“É preciso que haja consequência para o delito, que o direito penal seja efetivo. No entanto, quando for aplicada a pena, é necessário que o sistema prisional cumpra sua finalidade de ressocialização. As penas não existem apenas para punir. Elas devem preparar a pessoa para que saia em condições de ser reabsorvida pela sociedade. E isso não acontece até hoje.” (Ellen Gracie, ministra do STF, em entrevista à Revista Veja de 31 de agosto de 2011)
Ellen Gracie, em suas palavras, revela os conceitos de direito repressivo e restitutivo presentes na teoria de Durkheim. Segundo este, o primeiro refere-se às sociedades primitivas, nas quais a consciência coletiva possuía forte influência e por meio da qual a pena era executada com o intuito de punir (vingança e preservação). O segundo, por sua vez, liga-se à finalidade de restituir, no que é possível, a ordem corrompida (no caso, a ressocialização seria uma dessas formas). Além disso, essa ordem caracterizadora da sociedade (moderna) seria análoga ao funcionamento de um organismo: cada órgão em sua função, mantendo o “todo”. Nesse último aspecto, por conseguinte, adentra o direito de maneira racional, isto é, com a especialização das funções dos indivíduos, a norma jurídica passa a regular com sanções específicas, estabelecendo técnicas, formando um sistema.
É justamente desse sistema que trata o filme “O Código de conduta”. Nele, o personagem Clyde vê sua esposa e filha serem assassinadas, sendo incapaz de impedir tais atos. Procura a Justiça, na pessoa do promotor Nick, que lhe responde de modo insatisfatório: para não arriscar ver os culpados livres, decisão que seria fundamentada em brechas da lei, realiza um acordo por meio do qual um dos bandidos fica preso por alguns anos. “Não se trata do que se sabe, mas do que se pode provar no tribunal”. Com essa frase, Nick revela o tratamento da lei como uma máquina, o que leva Clyde a fazer justiça com as próprias mãos.

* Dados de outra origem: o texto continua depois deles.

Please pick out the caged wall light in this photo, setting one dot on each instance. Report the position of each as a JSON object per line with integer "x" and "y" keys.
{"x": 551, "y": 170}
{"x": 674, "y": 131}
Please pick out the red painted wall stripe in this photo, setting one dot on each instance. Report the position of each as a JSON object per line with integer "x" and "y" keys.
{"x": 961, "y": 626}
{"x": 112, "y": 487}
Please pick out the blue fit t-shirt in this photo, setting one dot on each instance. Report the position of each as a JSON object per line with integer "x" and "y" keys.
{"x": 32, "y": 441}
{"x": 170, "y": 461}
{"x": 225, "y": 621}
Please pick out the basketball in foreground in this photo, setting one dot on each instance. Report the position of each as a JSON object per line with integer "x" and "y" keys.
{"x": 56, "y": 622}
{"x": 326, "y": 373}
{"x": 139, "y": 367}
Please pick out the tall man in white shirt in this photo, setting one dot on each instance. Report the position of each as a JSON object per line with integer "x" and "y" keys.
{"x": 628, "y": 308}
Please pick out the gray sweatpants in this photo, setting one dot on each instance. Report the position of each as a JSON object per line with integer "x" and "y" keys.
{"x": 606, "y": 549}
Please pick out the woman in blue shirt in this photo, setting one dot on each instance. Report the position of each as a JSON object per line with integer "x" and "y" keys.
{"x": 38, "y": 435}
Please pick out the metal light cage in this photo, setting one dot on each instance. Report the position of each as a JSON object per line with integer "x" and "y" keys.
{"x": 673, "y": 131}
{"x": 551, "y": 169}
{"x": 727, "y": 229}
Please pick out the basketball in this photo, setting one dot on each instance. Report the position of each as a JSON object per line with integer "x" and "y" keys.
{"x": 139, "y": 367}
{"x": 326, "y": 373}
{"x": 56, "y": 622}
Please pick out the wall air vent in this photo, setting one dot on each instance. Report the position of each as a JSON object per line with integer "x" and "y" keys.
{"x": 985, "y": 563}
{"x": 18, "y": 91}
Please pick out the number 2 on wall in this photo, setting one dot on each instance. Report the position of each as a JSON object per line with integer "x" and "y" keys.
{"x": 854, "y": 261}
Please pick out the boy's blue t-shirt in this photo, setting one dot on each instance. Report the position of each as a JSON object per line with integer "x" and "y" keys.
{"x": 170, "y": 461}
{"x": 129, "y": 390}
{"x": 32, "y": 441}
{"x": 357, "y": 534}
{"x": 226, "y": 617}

Transferindo o fato para a realidade, o que se observa é muito semelhante. Há brechas na lei, furos no sistema, que permitem válvulas de escape, fugas do criminoso à restituição de seus atos, impunidade. Somado a isso, a presença de consciência coletiva forte na população, alimentada por determinados programas de TV, levam-na a atitudes de vingança, a realizar por si mesmas a justiça adequada para elas. Desse modo, tem-se uma espécie de sociedade “autoritária” - quer ver punição exemplar, ver o criminoso pagar pelo que fez- desejosa do “julgamento por inteiro” esbarrando em “falhas” do regime legal. Daí muitas vezes, surgem linchamentos e outros atos exaltados e enfurecidos.

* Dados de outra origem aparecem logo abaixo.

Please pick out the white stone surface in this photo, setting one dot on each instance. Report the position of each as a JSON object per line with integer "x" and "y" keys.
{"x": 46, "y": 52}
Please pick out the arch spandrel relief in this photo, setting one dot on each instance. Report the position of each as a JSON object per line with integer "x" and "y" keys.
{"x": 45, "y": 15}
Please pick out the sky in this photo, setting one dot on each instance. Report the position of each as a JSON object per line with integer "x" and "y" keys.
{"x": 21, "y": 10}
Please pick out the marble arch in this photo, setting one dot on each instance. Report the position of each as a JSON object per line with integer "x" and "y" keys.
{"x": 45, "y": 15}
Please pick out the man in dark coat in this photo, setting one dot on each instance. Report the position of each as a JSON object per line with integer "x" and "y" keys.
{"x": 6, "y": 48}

Com isso, portanto, não digo que diante de impunidades, não se podem gerar revoltas; todavia, não se justificam tais atos vingativos em razão dessas falhas. Assim, como já mencionei em postagens anteriores, compete ao profissional do direito, lançando mão dos recursos de que dispõe, e do senso humanístico que supostamente deveria ter, fazer cumprir a justiça. Deve agir assim para que “haja consequência para o delito, que o direito penal seja efetivo”. Dessa maneira, o corpo social possuiria um sistema de defesa mais seguro, no qual seria difícil antígenos escaparem da ação de anticorpos legais, mas isso, infelizmente, também não acontece de modo satisfatório até hoje.